Für Bürgervorsteherin Ingrid Altner war die Teilnahme am Königsessen wahrscheinlich die letzte, denn zur nächsten Kommunalwahl im nächsten Jahr will sie nicht erneut für die Stadtvertretung kandidieren. Wenn es um offizielle Termine bei den Schützen ging, war sie immer mit an Bord. Für so viel Treue bedankten sich die Schützen mit einem dicken Blumenstrauß bei ihr. Einen solchen gab es auch für Erika Dill, die die Schützen seit mehr als 50 Jahren zum Königsessen mit Kasseler, Sauerkraut, Erbspüree und Kartoffeln bewirtet.

Keine Blumen, dafür aber einen Stadtpokal, der unter den Schützenkönigen und Königsschützen der letzten zwei Jahre ausgeschossen wird, überreichten sie und Dieter Schönfeld an Detlef Kuhnke.

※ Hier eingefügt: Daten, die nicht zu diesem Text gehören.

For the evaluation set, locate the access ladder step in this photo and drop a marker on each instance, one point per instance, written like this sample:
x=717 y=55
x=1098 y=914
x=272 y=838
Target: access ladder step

Der Schackendorfer konnte sich als Schütze mit den meisten Punkten gegen Friedrich W. Cochanski, Alexander Richter und Kurt Blunk durchsetzen. Kurt Blunk hatte zuvor den letzten Rest vom Schützenfest überreicht bekommen: Den Teil des Holzvogels, der zuletzt abgeschossen wurde, kann sich der Königsmacher nun daheim auf den Kaminsims stellen.

Geehrte Schützen

Für ihre langjährige Mitgliedschaft in der Gilde haben König Friedrich W. Cochanski und 1. Ältermann Dieter Abel folgende Schützen geehrt: Hans Siebke (20 Jahre), Gerhard Schoch, Erich Bauer, Ulf-D. Saul, Rolf Götzke (25 Jahre), Dieter Holst, Klaus Kock, Günter Raabe, Ulrich Eck (30 Jahre), Ekhard Ladwig (40 Jahre). Jochen Michalowski ist zwar erst seit zehn Jahren Mitglied der Stadtvogelschützengilde, dafür aber seit 40 Jahren Mitglied des Deutschen Schützenbundes, der ihn mit der Ehrennadel in Gold ausgezeichnet hat.